That gave me pause for half a second and I laughed, breaking out of the song stuck on repeat in my head. I had my study done by the time the sun began to set. Placing my pencil carefully on my desk, I stared at my hands, realizing they wouldn't cramp tonight.
For the first time in so long I had nothing to fill my spare hours with. Spare. Hours. What a concept. I was free. I could sleep. I could go out, even had fifteen dollars in my purse that I could use to eat something that wasn’t noodles.
For the first time in months I had no idea what to do with myself. I flipped my phone over, eager to talk to Celia and Jax, all too ready to send another message off.
Busy? I’m not, thanks to you…
No, it didn’t sound right. I erased the words and replaced it with a heart emoji.
Thank you for this morning.
I mulled over that for a little while and then sent the message anyway, and then I spiraled in free fall.
Nothing came back.
So I spiraled some more, tapping my finger on my phone. Getting changed was a no brainer–back into the same silky short set I wore with Jax the night before. Just last night? To quote Celia…wow.
I blew my cheeks up, and flicked through my books after I changed, bored. A new feeling, and one I hated. Being busy meant being productive. This one....
Leaning back on my bed, I pulled up the real version of Xoan Kennedy's Lullaby and flicked through the pictures Celia had taken of the painting and Jax kissing me earlier.
The reel finished with the one of us staring at each other, me with my head tipped back, him looking down at me with hooded eyes in a way that still stole my breath.
Sinking back on my bed I remembered, sliding my hand between my legs beneath the silky shorts Jax painted me wearing.

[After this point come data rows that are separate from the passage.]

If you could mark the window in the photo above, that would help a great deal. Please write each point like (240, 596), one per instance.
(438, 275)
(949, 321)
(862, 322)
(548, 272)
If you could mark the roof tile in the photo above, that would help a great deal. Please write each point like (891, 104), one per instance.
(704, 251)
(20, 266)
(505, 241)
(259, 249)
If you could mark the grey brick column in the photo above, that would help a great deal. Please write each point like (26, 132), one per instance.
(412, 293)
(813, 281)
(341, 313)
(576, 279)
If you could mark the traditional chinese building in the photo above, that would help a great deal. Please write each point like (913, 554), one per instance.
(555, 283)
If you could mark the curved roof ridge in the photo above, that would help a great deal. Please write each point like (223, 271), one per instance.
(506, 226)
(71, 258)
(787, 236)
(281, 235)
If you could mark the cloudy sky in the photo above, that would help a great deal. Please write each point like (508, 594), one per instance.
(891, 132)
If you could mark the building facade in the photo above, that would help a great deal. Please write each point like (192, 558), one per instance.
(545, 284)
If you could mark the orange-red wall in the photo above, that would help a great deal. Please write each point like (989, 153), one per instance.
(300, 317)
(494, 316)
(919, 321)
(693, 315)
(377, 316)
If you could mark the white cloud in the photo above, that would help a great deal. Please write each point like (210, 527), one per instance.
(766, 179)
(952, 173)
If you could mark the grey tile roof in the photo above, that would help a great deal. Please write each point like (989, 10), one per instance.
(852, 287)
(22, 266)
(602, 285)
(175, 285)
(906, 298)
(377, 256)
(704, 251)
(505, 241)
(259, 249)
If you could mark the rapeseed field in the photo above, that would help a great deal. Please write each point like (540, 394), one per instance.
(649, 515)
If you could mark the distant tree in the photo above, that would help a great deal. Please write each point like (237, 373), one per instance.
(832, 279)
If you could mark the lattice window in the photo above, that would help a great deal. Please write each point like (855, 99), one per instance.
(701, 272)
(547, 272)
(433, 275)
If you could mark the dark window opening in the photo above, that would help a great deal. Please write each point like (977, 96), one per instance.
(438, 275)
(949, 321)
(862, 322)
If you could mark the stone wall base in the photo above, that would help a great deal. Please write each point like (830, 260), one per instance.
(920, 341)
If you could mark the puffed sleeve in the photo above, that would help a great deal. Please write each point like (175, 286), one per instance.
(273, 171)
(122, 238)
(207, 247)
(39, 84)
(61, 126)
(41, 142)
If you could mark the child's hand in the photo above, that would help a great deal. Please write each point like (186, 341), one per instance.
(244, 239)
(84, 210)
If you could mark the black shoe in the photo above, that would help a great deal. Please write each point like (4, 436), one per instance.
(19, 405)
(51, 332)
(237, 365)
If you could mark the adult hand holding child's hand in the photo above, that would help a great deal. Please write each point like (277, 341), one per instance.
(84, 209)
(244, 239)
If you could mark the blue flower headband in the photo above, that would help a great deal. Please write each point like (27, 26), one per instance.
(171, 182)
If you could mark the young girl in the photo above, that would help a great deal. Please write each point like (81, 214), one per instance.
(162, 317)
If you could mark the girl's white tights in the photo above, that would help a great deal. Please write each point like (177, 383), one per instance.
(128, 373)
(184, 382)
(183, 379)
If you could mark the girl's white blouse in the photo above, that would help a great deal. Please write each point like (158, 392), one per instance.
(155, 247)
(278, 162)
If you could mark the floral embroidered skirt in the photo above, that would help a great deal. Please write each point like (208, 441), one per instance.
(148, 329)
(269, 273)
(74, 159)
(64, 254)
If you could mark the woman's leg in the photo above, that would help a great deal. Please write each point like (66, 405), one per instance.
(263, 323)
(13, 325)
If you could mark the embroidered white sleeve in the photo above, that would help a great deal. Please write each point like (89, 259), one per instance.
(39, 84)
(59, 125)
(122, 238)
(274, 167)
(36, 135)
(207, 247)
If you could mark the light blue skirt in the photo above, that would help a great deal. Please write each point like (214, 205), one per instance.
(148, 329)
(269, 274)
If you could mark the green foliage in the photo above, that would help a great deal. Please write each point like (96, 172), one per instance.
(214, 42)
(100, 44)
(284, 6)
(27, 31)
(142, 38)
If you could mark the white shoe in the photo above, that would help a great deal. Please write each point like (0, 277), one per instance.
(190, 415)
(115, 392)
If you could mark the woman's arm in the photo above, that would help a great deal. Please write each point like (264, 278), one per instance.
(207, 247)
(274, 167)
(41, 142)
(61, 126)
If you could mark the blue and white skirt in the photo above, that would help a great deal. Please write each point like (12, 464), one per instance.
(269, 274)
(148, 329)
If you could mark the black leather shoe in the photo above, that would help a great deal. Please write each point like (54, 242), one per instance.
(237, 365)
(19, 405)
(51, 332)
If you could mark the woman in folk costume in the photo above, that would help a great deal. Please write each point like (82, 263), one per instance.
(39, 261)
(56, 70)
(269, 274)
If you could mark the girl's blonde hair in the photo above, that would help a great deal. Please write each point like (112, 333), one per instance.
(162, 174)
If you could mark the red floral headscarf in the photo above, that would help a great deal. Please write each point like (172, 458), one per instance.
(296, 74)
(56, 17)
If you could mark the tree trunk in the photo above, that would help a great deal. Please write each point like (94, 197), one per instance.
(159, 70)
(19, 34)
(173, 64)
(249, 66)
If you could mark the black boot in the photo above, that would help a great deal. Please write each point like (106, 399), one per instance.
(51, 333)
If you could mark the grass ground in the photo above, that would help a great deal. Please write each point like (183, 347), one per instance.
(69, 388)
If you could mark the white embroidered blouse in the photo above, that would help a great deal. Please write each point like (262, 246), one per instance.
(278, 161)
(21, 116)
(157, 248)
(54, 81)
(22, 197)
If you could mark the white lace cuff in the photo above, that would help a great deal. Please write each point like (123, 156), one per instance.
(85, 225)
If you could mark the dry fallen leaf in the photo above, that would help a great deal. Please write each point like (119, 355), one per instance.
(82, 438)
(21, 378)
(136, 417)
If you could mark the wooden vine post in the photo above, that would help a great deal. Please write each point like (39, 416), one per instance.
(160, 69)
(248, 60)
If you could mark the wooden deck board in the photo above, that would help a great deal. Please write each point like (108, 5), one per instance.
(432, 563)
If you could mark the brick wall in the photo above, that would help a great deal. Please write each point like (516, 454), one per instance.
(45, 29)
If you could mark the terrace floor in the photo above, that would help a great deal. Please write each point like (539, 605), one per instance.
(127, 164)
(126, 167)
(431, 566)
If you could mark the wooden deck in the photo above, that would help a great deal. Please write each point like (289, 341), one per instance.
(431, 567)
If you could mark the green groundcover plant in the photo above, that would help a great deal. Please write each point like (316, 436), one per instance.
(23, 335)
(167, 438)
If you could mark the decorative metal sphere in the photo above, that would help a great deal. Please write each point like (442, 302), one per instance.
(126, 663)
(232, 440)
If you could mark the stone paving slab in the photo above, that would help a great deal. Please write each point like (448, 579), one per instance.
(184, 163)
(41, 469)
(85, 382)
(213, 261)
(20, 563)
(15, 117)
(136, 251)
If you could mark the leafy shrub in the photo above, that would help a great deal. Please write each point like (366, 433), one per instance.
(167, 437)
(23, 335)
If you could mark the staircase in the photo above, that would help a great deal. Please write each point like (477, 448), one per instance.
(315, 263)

My breath came shorter with each touch, less illicit and more yearning, needing him. I flipped my phone over with my free hand, sliding my fingers through slicked flesh but he still hasn't replied to my earlier messages.

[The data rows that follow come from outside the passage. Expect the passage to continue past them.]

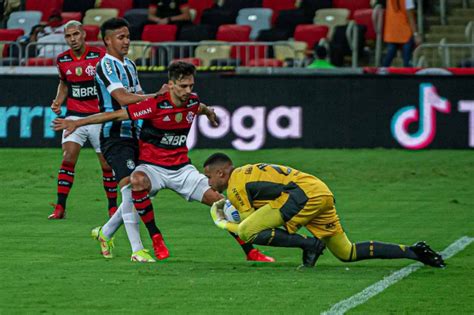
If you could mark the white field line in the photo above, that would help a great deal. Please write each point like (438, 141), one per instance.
(371, 291)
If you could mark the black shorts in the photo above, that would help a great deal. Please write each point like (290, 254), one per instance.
(121, 154)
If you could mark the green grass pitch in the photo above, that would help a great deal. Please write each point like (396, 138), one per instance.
(386, 195)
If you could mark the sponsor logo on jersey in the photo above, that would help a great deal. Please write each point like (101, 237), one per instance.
(79, 92)
(130, 164)
(141, 113)
(90, 70)
(78, 71)
(190, 117)
(165, 105)
(174, 140)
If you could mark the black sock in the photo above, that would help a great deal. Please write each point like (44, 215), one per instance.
(281, 238)
(371, 250)
(246, 247)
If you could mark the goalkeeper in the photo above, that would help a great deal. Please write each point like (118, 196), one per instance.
(271, 196)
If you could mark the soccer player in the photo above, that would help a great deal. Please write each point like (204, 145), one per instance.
(76, 68)
(163, 154)
(270, 196)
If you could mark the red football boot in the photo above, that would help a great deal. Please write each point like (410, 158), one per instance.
(58, 213)
(161, 252)
(256, 255)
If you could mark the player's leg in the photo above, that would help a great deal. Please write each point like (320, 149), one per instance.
(141, 182)
(197, 189)
(108, 178)
(71, 147)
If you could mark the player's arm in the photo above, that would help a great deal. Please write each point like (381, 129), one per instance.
(61, 96)
(209, 112)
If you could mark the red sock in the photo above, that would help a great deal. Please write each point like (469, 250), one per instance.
(65, 180)
(142, 202)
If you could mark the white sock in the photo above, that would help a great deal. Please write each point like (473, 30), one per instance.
(131, 219)
(114, 223)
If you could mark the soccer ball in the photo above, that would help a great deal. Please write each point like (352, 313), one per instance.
(231, 214)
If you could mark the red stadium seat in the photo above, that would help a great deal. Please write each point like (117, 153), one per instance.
(234, 33)
(247, 53)
(277, 6)
(265, 62)
(310, 34)
(159, 33)
(352, 5)
(47, 7)
(9, 35)
(40, 62)
(92, 32)
(365, 17)
(69, 16)
(194, 61)
(199, 6)
(121, 5)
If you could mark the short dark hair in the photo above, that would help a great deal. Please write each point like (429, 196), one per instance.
(180, 69)
(112, 25)
(217, 158)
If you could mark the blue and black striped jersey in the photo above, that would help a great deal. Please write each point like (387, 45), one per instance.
(112, 74)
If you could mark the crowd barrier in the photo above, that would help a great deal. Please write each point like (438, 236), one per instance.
(324, 111)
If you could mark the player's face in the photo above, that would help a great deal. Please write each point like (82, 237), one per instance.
(75, 37)
(218, 178)
(118, 41)
(182, 89)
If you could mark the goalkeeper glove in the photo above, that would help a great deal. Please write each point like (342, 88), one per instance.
(217, 214)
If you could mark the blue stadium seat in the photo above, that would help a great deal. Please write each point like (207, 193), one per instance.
(257, 18)
(24, 20)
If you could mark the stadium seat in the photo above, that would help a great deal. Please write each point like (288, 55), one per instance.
(139, 50)
(9, 36)
(310, 34)
(249, 52)
(265, 62)
(331, 18)
(290, 50)
(69, 16)
(159, 33)
(121, 5)
(257, 18)
(233, 33)
(99, 16)
(199, 6)
(137, 18)
(194, 61)
(40, 62)
(78, 6)
(24, 20)
(365, 17)
(196, 33)
(212, 50)
(46, 7)
(351, 5)
(92, 32)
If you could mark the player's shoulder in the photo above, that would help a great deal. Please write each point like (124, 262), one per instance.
(65, 56)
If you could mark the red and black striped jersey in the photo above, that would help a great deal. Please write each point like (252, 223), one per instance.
(165, 130)
(78, 73)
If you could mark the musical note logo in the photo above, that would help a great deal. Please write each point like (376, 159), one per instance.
(430, 103)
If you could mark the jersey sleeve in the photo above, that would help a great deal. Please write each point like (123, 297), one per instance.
(108, 75)
(143, 110)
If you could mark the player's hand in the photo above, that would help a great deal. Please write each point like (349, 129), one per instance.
(217, 214)
(64, 124)
(211, 115)
(56, 107)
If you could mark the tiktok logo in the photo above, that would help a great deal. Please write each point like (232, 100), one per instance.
(430, 102)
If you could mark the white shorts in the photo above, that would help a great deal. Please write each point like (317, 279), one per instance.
(84, 133)
(187, 181)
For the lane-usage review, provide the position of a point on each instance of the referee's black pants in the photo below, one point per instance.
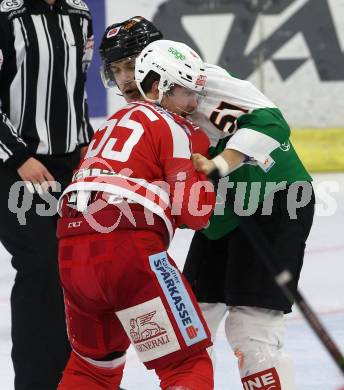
(40, 345)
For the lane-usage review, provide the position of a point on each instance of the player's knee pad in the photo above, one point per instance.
(213, 314)
(256, 336)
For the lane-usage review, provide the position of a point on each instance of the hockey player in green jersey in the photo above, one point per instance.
(254, 154)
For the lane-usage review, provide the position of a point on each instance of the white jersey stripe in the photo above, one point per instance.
(42, 86)
(50, 79)
(71, 80)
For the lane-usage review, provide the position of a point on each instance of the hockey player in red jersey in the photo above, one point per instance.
(135, 185)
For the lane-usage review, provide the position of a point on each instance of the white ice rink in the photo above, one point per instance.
(322, 282)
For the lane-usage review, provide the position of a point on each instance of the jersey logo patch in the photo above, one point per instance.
(11, 5)
(79, 4)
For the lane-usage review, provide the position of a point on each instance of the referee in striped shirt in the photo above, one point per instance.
(45, 49)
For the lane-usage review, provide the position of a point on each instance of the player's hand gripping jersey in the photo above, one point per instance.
(143, 155)
(236, 115)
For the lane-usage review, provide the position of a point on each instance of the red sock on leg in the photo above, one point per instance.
(80, 375)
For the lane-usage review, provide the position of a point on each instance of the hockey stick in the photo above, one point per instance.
(283, 278)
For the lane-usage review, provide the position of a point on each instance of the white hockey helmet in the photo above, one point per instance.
(175, 63)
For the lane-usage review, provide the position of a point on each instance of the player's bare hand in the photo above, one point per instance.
(202, 164)
(35, 173)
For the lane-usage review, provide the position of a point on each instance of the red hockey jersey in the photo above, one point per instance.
(142, 154)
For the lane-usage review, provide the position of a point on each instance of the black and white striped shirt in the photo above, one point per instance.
(44, 54)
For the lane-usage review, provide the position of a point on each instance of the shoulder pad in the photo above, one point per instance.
(11, 5)
(78, 4)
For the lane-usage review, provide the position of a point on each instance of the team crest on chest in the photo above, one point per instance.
(10, 5)
(79, 4)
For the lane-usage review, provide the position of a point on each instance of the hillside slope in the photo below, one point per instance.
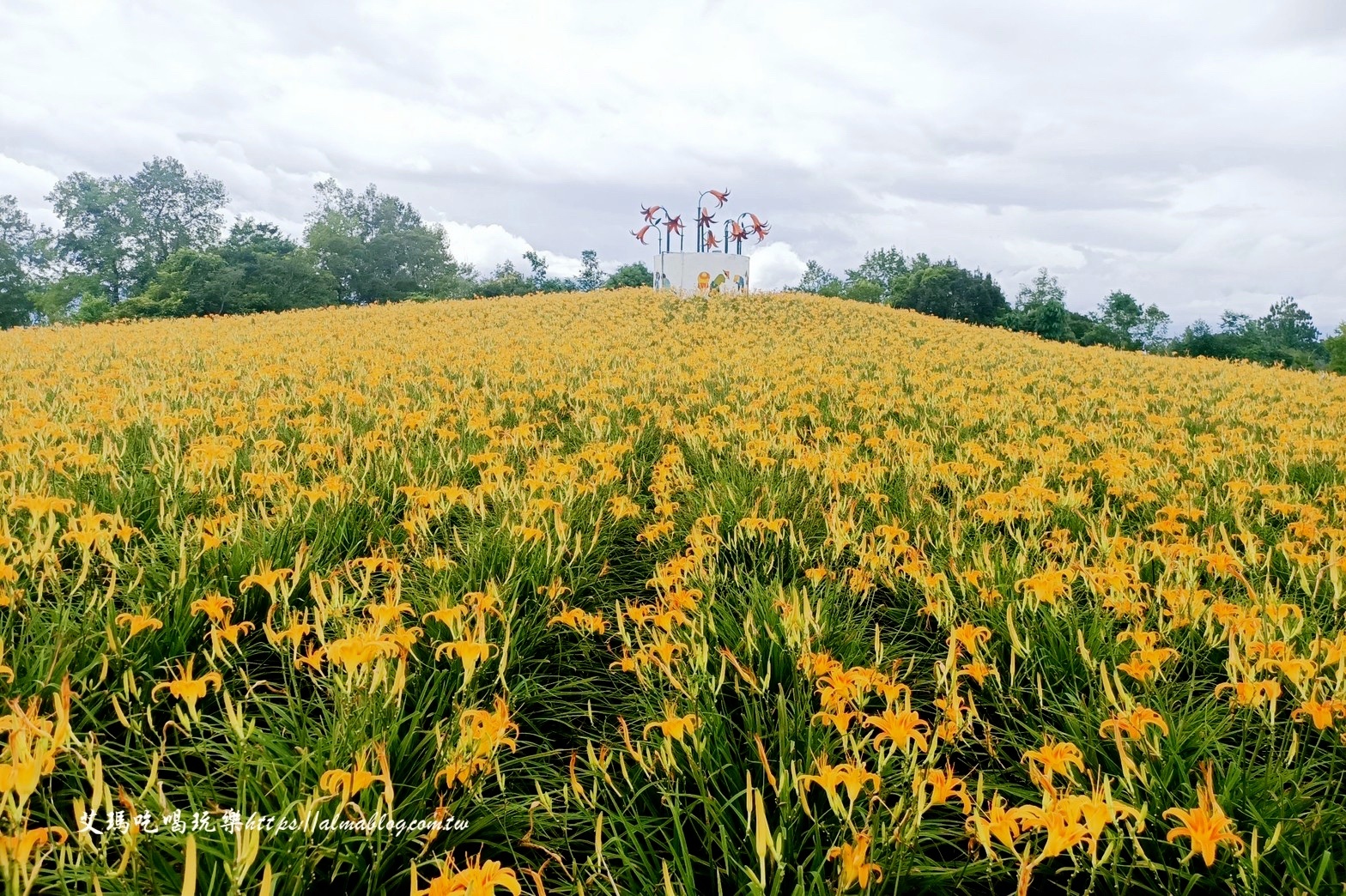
(773, 594)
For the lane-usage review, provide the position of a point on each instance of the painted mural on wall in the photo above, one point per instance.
(706, 274)
(712, 267)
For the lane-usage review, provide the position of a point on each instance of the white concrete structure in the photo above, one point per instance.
(701, 274)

Groaning, I dropped my head back onto my pillow and ripped an orgasm from my needy flesh like I imagined he would, leaving myself hot and sweating and completely unsatisfied.

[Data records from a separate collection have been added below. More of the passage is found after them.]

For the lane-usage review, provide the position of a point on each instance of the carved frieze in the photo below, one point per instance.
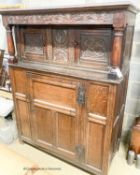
(59, 18)
(33, 43)
(60, 45)
(93, 47)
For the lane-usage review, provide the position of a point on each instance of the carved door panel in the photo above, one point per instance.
(33, 44)
(92, 48)
(18, 77)
(55, 113)
(95, 123)
(62, 47)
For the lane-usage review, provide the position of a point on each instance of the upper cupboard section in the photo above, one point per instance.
(86, 47)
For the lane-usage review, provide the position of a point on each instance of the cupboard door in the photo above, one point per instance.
(19, 85)
(33, 45)
(93, 48)
(55, 113)
(62, 47)
(23, 115)
(96, 121)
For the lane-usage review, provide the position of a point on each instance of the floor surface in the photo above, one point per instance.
(57, 167)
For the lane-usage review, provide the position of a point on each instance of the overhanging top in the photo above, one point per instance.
(76, 8)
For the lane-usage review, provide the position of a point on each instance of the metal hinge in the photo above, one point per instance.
(81, 95)
(80, 152)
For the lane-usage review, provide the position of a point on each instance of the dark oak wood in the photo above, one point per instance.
(68, 101)
(135, 137)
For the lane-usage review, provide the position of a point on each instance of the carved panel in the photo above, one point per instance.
(60, 45)
(59, 18)
(93, 47)
(33, 43)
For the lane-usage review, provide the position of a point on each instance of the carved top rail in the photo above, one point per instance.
(106, 14)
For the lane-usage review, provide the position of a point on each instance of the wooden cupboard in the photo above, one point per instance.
(69, 79)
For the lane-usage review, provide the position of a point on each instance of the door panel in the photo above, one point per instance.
(96, 123)
(93, 48)
(23, 119)
(97, 99)
(62, 49)
(94, 147)
(43, 126)
(33, 43)
(55, 113)
(66, 132)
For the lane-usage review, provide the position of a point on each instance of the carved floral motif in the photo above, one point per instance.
(65, 18)
(60, 45)
(33, 43)
(93, 47)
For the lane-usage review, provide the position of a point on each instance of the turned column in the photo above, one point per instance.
(10, 44)
(117, 48)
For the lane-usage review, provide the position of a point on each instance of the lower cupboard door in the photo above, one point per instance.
(55, 131)
(94, 144)
(55, 114)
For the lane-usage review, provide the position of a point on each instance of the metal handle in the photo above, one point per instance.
(80, 152)
(81, 95)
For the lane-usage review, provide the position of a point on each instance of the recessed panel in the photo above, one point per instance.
(66, 132)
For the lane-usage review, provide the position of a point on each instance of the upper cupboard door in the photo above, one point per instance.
(93, 48)
(62, 45)
(33, 45)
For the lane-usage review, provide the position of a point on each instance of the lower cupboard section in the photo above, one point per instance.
(54, 130)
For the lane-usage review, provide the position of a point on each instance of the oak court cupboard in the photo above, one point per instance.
(69, 79)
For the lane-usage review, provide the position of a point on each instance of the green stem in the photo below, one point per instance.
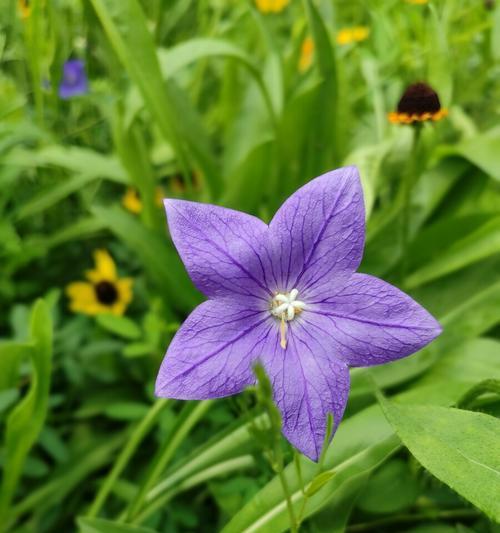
(324, 449)
(409, 180)
(294, 525)
(166, 455)
(135, 439)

I needed Jax. I wanted him.
I wished he’d stayed last night so I could wake up next to him this morning and tell him I’d fallen for the bad boy just like I shouldn’t have.
Instead, I lay there panting, alone, and ached.
14
JAX
Vincent’s house was a small suburban affair pretty much the opposite of anything about his sister. The white painted cottage with its neat blue shutters and mown grass lacked everything. Like reality. Life.
Bees.
I hadn't seen Waverly since she walked away from me in the courtyard after I painted her and kissed her in front of everyone, but she was never far from the edges of my mind. Crush’s giant friend, his goalie on the Rippton Hails ice hockey team, Cooper Urchin I recognized now the shitty moonshine had worn off, scanned me with a shit-eating grin.
He’d been there when the baby doc had finished sticthing me up, pumped me full of drugs I didn’t agree to that knocked me into a haze I fucking hated when O needed all hands on deck for my girl and then lied through his fucking teeth and proclaimed me to be fine.
The tang of old blood was still etched beneath my tongue, but that could've been from the twins’ beating. Who the fuck knew.
I flipped my phone over in my pocket and burrowed into my borrowed hoodie that fell over me like an oversized piece a kid stole from his dad’s closet. Only my dad never owned a hoodie, and I never once tried to borrow his clothes or be like him.
Plucking at the too-long sleeves reminded me of Waverly stuck in my leather jacket. Fuck, I missed that damn jacket, itchiness and all. I laid off once Crush planted an elbow into my ribs. Mind, I was too so to care otherwise. Maybe he had the same memories as me.
Cooper leaned back against Crush’s sports coupe as I played with my phone and ran over my strategy in my head. Not that I had much of one. Walk up to the door, introduce myself and try not to sucker punch the fucker of a shitty brother in the face.
Hell, he was ex-military in the least. The dude was going to have at least a head of height and a hundred and fifty pounds of muscle on me. Two hundred bucks said he’d beat me to a pulp faster than the twins, and that was before the Allstars contingent of this shit-show joyride placed their own bets.
He probably had special ops training, too.